There are nine stadiums in use by Florida State League baseball teams, all located in Florida. The oldest stadium is Jackie Robinson Ballpark (1914) in Daytona Beach, home of the Daytona Tortugas. The newest stadium is BayCare Ballpark (2004) in Clearwater, home of the Clearwater Threshers. One stadium was built in each of the 1910s, 1920s, 1960s, and 1980s, four in the 1990s, and one in the 2000s. The highest seating capacity is 11,026 at George M. Steinbrenner Field in Tampa, where the Tampa Tarpons play. The lowest capacity is 4,200 at Jackie Robinson Ballpark.

==Stadiums and Map==

| Name | Team | City in Florida | Opened | Capacity | Ref. |
|---|---|---|---|---|---|
| Jackie Robinson Ballpark | Daytona Tortugas | Daytona Beach | 1914 | 4,200 |  |
| Roger Dean Chevrolet Stadium | Jupiter Hammerheads, Palm Beach Cardinals | Jupiter | 1998 | 6,871 |  |
| Clover Park | St. Lucie Mets | Port St.

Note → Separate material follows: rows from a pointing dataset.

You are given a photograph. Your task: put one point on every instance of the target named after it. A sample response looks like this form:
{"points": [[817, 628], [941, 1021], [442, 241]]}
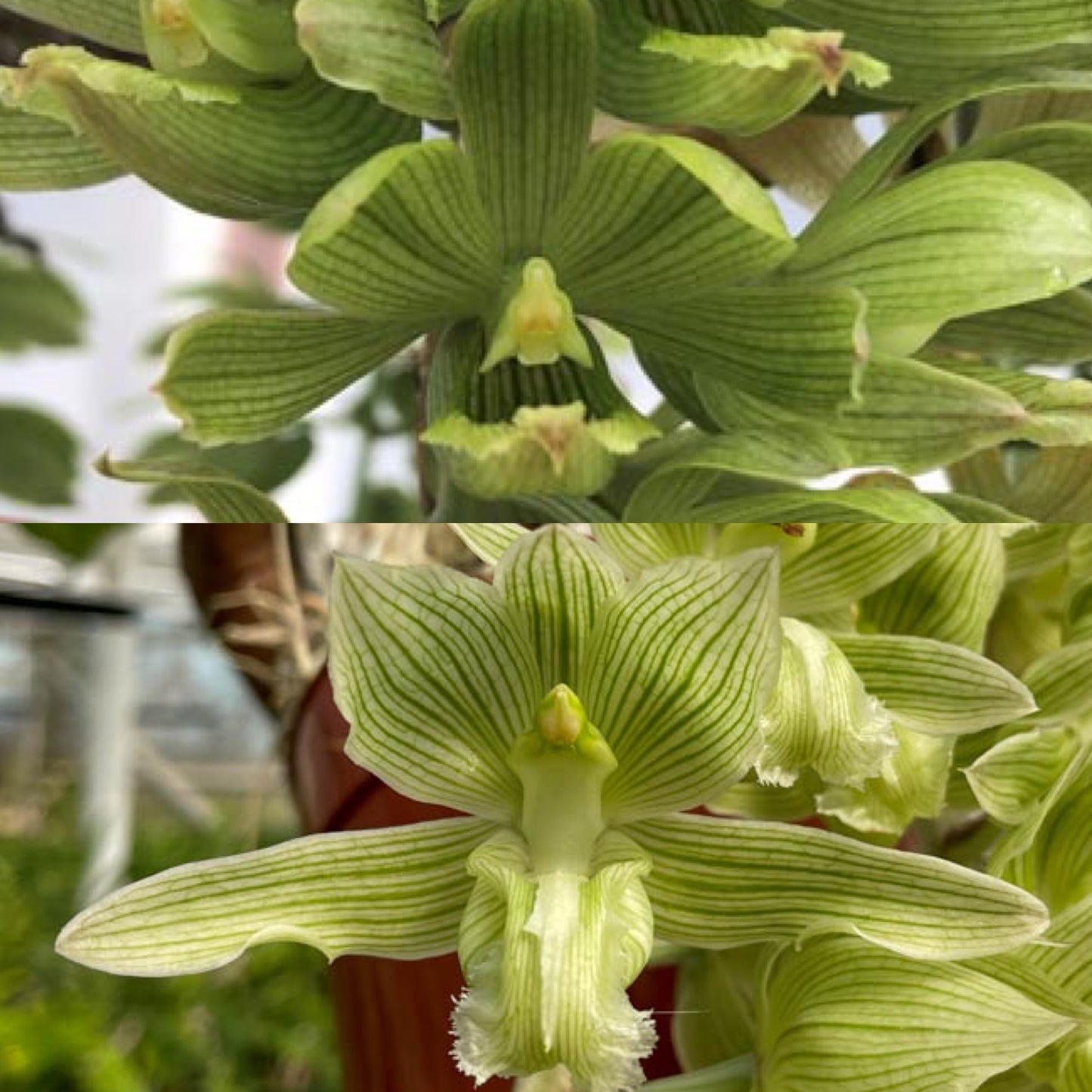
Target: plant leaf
{"points": [[640, 546], [398, 892], [881, 162], [910, 415], [403, 238], [679, 670], [721, 883], [218, 495], [735, 1076], [267, 464], [652, 218], [855, 505], [1047, 331], [39, 458], [930, 53], [436, 675], [240, 376], [114, 23]]}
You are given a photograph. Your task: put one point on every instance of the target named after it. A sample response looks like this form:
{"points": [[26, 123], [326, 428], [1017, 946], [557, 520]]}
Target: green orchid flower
{"points": [[505, 242], [862, 725], [574, 713]]}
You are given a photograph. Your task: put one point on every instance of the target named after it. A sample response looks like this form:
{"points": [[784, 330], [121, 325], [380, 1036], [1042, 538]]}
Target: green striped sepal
{"points": [[223, 41], [218, 495], [738, 83], [250, 153], [397, 892], [932, 54], [350, 44]]}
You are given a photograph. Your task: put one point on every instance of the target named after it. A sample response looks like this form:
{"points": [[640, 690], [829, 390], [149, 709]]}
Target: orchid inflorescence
{"points": [[582, 706], [521, 189]]}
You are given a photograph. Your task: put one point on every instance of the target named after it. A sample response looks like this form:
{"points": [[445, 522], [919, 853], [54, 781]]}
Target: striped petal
{"points": [[722, 883], [436, 675], [1050, 852], [676, 677], [849, 561], [949, 595], [732, 83], [653, 218], [557, 581], [245, 153], [1060, 682], [218, 495], [794, 348], [240, 376], [841, 1016], [936, 688], [642, 545], [397, 892], [524, 79], [39, 153], [403, 237], [912, 784], [1016, 775], [820, 716]]}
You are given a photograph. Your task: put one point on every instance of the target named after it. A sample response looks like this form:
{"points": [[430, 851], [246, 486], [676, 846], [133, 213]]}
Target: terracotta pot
{"points": [[394, 1017]]}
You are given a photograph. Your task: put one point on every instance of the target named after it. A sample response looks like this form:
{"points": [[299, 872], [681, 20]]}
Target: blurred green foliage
{"points": [[262, 1025]]}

Lucie | 1988 | 7,160 |  |
| LECOM Park | Bradenton Marauders | Bradenton | 1923 | 8,500 |  |
| BayCare Ballpark | Clearwater Threshers | Clearwater | 2004 | 8,500 |  |
| TD Ballpark | Dunedin Blue Jays | Dunedin | 1990 | 8,500 |  |
| Hammond Stadium | Fort Myers Mighty Mussels | Fort Myers | 1991 | 9,300 |  |
| Publix Field at Joker Marchant Stadium | Lakeland Flying Tigers | Lakeland | 1966 | 8,500 |  |
| George M. Steinbrenner Field | Tampa Tarpons | Tampa | 1996 | 11,026 |  |

==See also==

- List of Single-A baseball stadiums
- List of California League stadiums
- List of Carolina League stadiums

==General reference==
- "Get to know the teams in the Low-A Southeast" (2021)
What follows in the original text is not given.